Lenders Should Help New Couples Chart A Financial Future
Of all the decisions faced by young people, none is as serious as when, and whom, to marry. Although we like to imagine love conquers all, in reality, financial considerations can play an outsized role in these decisions. Combining finances creates more buying power, making the purchase of a home and other life goals possible, but also creates shared responsibility for the debt. That includes the more than $1.5 trillion in U.S. education debt held by over 44 million Americans.
A recent survey commissioned by LendKey found a substantial number of young people concerned about marrying into debt. Sadly, more than half said the debt load of a prospective spouse would be a factor in tying the knot. Further, while most respondents (69%) said they would not postpone getting married before paying off a student loan, nearly one-third of respondents between 18-34 said they would — or had — made such a decision, compared with 17% of those 35-54. Clearly the student debt load is having an impact on the forming of new households.
As we approach Valentine’s Day and its surge of marriage proposals, it’s likely that some may hesitate to ask for or accept a partner’s hand in matrimony because of their student debt burden.
But just as education is the best way to ensure a bright career future, it’s also the best way out of the student debt quagmire.

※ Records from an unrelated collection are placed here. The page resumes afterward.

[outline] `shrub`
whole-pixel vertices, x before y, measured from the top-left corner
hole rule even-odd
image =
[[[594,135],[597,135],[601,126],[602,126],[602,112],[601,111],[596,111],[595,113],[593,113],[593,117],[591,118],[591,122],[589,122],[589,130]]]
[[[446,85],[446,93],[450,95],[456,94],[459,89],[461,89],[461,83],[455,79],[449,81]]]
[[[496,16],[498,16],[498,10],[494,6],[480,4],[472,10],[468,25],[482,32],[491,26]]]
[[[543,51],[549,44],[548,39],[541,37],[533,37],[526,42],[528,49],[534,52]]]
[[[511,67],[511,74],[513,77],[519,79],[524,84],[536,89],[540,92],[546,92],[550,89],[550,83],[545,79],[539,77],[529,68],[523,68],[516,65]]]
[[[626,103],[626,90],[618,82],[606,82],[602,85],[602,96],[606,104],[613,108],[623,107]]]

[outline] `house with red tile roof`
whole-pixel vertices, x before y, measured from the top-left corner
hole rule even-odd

LendKey’s survey found that borrowers need more financial literacy around the student loan process, with only 8% of respondents having shopped for the best student loan. By contrast, 66% comparison shopped for cars, 60% for insurance and 54% for clothes. Almost two-thirds correctly answered that large banks offer student loans, but 40% said they believed loans come from schools themselves, and 14% incorrectly guessed angel investors are providing loans to the public.
Happily, about half of respondents are aware credit unions offer student loans, which shows marketing for these products (a great entry point for new members) is working. Community banks and credit unions should recommit to and expand their work to get the message out that lower rates and better terms — with institutions that know borrowers by name and care about their future — are the best course out of debt.